What about your breath? When your spine is aligned, think of breathing 360 degrees all around your lower ribs. You can put a resistance band or a pair of stretchy tights around your lower ribs (at the level of your bra line) and cross it in front. Relax your abdomen, feel the band/tights expand all around, including in your back, with every in breath and then release with each out breath.
Many people walk around sucking in their abdomen, thinking it will strengthen their abdominal muscles. This is counterproductive and will direct the pressure downwards onto the pelvic floor as well as cause shallow breathing, which creates tension in the shoulders and neck muscles.
When you are aligned and breathing 360 degrees, your pelvic floor works in tandem with your diaphragm like a piston moving up and down. When your diaphragm descends as you breathe in, your pelvic floor releases and as you breathe out, your pelvic floor gently lifts.
Nutrition also plays an important part in healing diastasis recti. If someone has chronic constipation, bearing down frequently will put a lot of pressure on the abdominal wall and the pelvic floor. Many people with DR suffer from bloating because the abdominal wall does not have the resistance to support inflamed intestines, and it’s important to identify food sensitivities or anything that is inflammatory for the gut.

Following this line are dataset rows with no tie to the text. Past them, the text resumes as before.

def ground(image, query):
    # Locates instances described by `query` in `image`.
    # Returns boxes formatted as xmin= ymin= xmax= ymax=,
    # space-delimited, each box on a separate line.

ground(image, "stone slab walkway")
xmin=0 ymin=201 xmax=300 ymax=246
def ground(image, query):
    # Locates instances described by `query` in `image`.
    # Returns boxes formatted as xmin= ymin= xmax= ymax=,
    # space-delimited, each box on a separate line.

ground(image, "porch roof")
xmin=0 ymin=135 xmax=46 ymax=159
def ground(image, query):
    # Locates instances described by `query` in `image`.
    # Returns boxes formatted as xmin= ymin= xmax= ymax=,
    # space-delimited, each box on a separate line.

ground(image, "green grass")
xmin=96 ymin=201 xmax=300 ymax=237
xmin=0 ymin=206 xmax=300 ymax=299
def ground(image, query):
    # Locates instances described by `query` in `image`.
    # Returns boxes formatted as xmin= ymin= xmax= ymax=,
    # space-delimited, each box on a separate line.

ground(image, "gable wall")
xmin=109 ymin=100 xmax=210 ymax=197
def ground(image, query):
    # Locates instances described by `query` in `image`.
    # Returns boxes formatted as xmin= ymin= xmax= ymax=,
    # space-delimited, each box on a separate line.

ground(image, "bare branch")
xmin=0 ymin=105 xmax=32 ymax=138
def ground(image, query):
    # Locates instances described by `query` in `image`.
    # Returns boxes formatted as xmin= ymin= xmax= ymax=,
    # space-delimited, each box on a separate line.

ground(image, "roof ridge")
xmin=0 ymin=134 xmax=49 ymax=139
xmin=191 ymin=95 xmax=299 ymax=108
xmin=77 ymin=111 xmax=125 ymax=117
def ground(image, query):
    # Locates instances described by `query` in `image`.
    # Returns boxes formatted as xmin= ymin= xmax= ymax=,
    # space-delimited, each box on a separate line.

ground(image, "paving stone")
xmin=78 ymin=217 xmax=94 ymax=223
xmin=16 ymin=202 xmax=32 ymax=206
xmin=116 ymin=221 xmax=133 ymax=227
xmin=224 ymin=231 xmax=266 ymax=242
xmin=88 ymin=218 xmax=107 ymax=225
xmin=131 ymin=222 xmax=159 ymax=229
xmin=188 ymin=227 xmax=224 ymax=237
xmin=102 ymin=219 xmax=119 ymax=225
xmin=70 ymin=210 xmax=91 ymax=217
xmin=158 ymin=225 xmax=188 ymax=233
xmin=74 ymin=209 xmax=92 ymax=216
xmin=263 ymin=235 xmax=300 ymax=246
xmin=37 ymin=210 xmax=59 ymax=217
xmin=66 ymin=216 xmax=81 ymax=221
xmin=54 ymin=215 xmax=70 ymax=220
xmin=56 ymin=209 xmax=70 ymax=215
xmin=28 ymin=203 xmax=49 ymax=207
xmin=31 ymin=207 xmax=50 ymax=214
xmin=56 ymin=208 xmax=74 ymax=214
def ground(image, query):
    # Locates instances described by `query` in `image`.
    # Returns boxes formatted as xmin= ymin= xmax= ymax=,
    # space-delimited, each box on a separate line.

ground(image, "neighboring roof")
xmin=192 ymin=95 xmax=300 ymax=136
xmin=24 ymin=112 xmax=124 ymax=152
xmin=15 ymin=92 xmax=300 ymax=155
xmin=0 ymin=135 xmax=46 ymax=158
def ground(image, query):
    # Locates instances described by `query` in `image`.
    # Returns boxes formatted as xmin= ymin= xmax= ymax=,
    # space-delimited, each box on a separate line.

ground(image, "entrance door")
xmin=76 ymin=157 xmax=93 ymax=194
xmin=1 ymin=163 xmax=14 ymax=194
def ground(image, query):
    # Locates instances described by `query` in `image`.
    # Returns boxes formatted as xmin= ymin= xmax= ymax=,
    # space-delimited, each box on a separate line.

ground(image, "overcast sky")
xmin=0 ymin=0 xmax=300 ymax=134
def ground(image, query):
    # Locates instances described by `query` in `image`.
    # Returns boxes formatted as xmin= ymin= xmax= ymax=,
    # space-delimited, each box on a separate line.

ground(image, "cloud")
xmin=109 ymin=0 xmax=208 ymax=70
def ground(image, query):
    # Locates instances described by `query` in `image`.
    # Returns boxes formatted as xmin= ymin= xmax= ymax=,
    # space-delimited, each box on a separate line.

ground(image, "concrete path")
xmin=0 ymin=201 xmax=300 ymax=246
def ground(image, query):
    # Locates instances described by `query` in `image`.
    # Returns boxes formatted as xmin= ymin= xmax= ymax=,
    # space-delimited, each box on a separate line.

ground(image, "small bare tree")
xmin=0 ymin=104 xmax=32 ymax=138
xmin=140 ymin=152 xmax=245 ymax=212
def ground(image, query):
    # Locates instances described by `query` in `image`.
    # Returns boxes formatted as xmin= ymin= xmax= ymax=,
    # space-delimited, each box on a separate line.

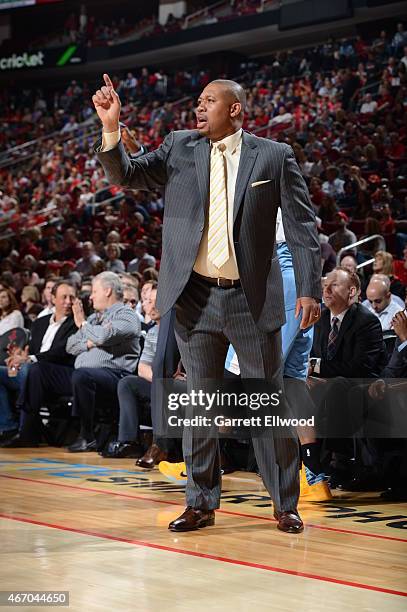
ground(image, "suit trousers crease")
xmin=175 ymin=277 xmax=299 ymax=511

Visceral fat puts pressure on the abdominal wall and this pressure will continue until the pressure is decreased by reducing the visceral fat.
The literature shows that transitional movements, such as climbing stairs or getting up from a chair, generate a lot of pressure on the abdominal wall and pelvic floor. If you do those movements while holding your breath, this will cause you to bear down and increase this pressure. Many people aren’t even aware they are holding their breath. One solution is to talk when you perform these transitional moves, as you can’t hold your breath while you’re talking.
What about when you cough and sneeze? Are your abdomen and pelvic floor being pushed out? Your pelvic floor should be lifting up and your abdomen drawing in when you cough and sneeze. Check it out right now. Do a fake cough. What do you feel in your pelvic floor? Is it pushing out or lifting up? Only when you are aware of how your body responds are you able to change it.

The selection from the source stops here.